Potential Solutions:
When organizations are implementing VNAs, they can also develop policies that define how long images should be retained. These policies can be driven by local legal requirements or by internal needs, and they might vary between departments. To support a health system’s legal and technical concerns, a VNA needs the ability to create and apply retention rules that are governed by facility and jurisdictional requirements. Additionally, it’s important for a VNA to support dynamic storage expansion regardless of location – whether it is local or in the cloud.
4. Mobile Device Use
Providers are increasingly using smartphones and tablets to capture patient data. Since most mobile devices are designed to enable information sharing, this practice highlights concerns about patient privacy. Rather than discourage the use of mobile devices entirely, health systems will need to acknowledge their use for clinical purposes and enact policies that protect patients and themselves.
Potential Solutions:
An FDA-cleared zero download viewer gives physicians access to images and diagnostic tools from any web-enabled location, including mobile devices.
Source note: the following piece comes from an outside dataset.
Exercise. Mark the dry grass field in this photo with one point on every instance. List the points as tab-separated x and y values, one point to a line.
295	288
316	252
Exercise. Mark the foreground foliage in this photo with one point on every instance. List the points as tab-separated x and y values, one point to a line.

Solutions that offer server-side rendering help ensure the safety of PHI as no data is moved or transferred to the end-user device. When they are designed with a secure architecture, mobile viewers allow for ease of access without compromising patient privacy.
As you develop your enterprise imaging strategy, think about each of these challenges and how they might arise in your individual situation. While that prospect may seem daunting, the good news is that once your strategy is in place, it will enable collaboration and communication that drives quality care. These challenges are merely opportunities waiting to be addressed.